Image Reconstruction (including machine learning)
Junyu Wang, PhD
Postdoctoral Fellow
Stanford University
Palo Alto, California, United States
Junyu Wang, PhD
Postdoctoral Fellow
Stanford University
Palo Alto, California, United States
Michael Salerno, MD, PhD, MSc
Professor
Stanford University, California, United States
First-pass contrast-enhanced myocardial perfusion imaging is useful for evaluating coronary artery disease1. 2D single-slice (SS) Cartesian perfusion imaging using compressed sensing (CS)-based image reconstructions such as L1-SENSE2 enables fast and high-resolution imaging, but whole-heart coverage cannot be achieved without simultaneous multi-slice (SMS) imaging and the reconstruction is typically performed off-line (~45 minutes per slice). To address these limitations, we developed a deep learning-based (DL) reconstruction technique for high-resolution Cartesian perfusion imaging at 3 Tesla (T), for both SS and SMS MB=2 acquisitions, which provides fast and high-quality reconstruction and makes rapid online reconstruction feasible.
Methods:
Figure 1-A shows the proposed physics-driven unrolled image reconstruction network, which consists of several denoising modules, and each module has a CNN-based denoiser and data fidelity update preserving fine features. 4 repetitive denoising modules were implemented which is the maximum capacity allowed in our GPU (NVIDIA Tesla A100, 40 GB memory) due to memory limitation. Shared weights were utilized for each denoising module. The inputs to the network are concatenated single-channel complex-valued image series after coil combination3. Detailed acquisition parameters are listed in Figure 1-B. SS and SMS have a total acceleration of 4 and 8 (4*SMS MB=2), respectively.
To test the performance, 25 perfusion data from 10 healthy volunteers and 5 patients undergoing clinically ordered CMR studies with gadolinium on 3 T scanners (SIEMENS Prisma/Skyra) were used. 30 slices from 10 subjects with SS acquisitions were used for training.

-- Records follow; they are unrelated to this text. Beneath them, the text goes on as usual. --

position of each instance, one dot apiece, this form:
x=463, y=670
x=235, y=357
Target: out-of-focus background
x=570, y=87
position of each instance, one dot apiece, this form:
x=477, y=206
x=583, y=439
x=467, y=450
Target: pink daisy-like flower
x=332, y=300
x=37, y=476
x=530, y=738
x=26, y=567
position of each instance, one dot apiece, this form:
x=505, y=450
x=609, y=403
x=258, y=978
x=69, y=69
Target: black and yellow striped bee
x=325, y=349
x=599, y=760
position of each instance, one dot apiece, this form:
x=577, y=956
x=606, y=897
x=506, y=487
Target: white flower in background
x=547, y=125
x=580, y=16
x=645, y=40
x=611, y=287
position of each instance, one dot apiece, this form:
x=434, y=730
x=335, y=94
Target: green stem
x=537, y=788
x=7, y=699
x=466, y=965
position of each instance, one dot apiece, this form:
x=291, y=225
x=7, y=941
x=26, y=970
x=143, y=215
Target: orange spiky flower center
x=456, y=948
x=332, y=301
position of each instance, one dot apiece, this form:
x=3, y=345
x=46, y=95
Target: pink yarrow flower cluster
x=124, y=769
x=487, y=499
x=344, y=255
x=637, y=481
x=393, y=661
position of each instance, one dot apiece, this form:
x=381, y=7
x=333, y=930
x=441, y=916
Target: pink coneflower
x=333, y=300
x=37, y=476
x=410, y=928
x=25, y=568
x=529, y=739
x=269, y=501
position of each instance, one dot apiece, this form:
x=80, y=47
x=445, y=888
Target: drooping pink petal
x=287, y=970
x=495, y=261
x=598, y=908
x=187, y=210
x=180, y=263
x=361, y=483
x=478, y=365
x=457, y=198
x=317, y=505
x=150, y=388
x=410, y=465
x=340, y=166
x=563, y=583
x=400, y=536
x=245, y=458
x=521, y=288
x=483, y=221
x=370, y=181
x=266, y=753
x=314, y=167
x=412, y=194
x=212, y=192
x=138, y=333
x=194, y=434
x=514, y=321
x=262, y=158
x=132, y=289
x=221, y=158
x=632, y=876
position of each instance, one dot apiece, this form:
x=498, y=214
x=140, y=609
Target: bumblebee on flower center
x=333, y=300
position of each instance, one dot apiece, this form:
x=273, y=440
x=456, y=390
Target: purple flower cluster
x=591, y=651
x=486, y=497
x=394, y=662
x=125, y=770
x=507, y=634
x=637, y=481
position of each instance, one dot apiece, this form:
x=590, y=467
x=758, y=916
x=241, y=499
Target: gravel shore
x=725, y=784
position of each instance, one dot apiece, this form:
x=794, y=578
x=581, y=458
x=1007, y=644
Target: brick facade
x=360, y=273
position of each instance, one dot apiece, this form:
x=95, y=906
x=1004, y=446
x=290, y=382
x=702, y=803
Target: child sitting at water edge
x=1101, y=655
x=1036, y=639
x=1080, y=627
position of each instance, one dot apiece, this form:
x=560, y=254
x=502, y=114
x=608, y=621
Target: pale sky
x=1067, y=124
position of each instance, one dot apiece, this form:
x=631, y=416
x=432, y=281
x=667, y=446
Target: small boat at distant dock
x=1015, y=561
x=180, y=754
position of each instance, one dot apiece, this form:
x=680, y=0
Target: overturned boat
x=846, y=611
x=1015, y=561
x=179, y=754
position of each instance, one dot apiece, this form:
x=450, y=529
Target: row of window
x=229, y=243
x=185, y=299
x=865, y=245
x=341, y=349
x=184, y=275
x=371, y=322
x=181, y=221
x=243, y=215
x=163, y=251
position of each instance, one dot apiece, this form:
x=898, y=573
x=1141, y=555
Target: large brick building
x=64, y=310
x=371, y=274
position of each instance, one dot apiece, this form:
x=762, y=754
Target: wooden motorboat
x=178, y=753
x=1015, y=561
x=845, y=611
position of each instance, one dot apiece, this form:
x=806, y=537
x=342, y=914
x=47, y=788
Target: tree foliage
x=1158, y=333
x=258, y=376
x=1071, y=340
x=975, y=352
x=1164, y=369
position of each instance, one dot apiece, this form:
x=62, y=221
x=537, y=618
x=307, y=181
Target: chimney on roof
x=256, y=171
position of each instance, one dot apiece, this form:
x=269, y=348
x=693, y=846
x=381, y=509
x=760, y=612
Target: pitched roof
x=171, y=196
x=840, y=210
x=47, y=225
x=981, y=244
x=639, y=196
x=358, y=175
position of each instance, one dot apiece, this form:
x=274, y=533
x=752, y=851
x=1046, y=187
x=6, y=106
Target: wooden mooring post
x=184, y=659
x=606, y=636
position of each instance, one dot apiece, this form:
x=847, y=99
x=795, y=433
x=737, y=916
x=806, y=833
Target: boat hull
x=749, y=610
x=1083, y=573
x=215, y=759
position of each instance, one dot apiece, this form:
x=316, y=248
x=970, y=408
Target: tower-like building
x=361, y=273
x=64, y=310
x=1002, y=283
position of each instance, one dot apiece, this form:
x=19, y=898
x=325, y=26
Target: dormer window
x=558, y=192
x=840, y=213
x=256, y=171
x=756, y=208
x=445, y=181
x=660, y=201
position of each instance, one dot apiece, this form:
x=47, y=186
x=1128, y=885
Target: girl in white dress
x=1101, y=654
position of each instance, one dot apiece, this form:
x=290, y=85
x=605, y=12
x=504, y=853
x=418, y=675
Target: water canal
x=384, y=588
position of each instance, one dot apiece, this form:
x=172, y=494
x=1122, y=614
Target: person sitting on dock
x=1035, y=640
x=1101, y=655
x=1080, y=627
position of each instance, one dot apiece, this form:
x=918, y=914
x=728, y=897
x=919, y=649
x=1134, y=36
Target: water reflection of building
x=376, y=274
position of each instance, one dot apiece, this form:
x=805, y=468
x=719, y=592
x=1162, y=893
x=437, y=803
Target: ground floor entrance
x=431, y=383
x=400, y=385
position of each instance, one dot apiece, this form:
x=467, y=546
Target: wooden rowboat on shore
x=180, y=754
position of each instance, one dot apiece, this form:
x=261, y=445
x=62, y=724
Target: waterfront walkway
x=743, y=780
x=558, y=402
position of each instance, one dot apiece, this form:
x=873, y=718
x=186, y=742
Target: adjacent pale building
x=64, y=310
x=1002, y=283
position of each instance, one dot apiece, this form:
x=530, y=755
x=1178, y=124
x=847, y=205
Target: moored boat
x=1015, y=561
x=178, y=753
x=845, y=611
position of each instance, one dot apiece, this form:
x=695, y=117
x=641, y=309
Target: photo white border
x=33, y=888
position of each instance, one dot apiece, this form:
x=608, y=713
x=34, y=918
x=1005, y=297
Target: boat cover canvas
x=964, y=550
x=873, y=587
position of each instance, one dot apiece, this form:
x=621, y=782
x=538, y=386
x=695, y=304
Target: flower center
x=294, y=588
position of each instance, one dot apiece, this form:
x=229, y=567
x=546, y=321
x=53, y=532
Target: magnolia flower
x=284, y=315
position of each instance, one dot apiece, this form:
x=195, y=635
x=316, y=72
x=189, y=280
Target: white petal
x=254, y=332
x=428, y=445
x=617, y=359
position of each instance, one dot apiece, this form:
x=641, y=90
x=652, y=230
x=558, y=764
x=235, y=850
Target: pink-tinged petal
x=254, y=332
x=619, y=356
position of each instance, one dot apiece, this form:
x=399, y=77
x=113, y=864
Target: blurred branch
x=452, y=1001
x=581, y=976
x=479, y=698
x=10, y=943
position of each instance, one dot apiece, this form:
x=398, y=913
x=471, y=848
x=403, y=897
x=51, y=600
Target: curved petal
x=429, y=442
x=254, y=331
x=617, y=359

Another 15 slices from 5 subjects with SS and 30 slices from 5 subjects with SMS acquisitions were used for testing. Prospective images reconstructed using both (SMS)-L1-SENSE and DL were graded by an experienced cardiologist (5, excellent; 1, poor).
Results:
For SS acquisitions, image quality scores were 4.5 [4 ,5] and 3.6 [3.5, 4] for L1-SENSE and DL, respectively. For SMS MB=2 acquisitions, the scores were 3.7 [2.5, 4.5] and 3.3 [2.4, 4] for SMS-L1-SENSE and DL, respectively. DL results were inferior to CS reconstruction (p< 0.05). The main limitation in the image quality of the DL reconstruction was mild temporal flickering which may be improved with further optimization of the k-t sampling pattern or reconstruction network. All but 1 DL cases had clinically acceptable image quality (score > 3).
Figure 2 and Figure 3 present example cases from healthy volunteers with (SMS)-L1-SENSE and DL reconstruction. Good image quality was demonstrated.
The reconstruction time for DL was ~7 s per slice on an A100 GPU, while the (SMS-)L1-SENSE with 30 iterations on an Intel Xeon CPU (2.40 GHz) took ~45 minutes.
Conclusion:
The proposed image reconstruction network enabled rapid and high-quality image reconstruction for both SS and SMS MB=2 high-resolution Cartesian first-pass perfusion imaging at 3 T.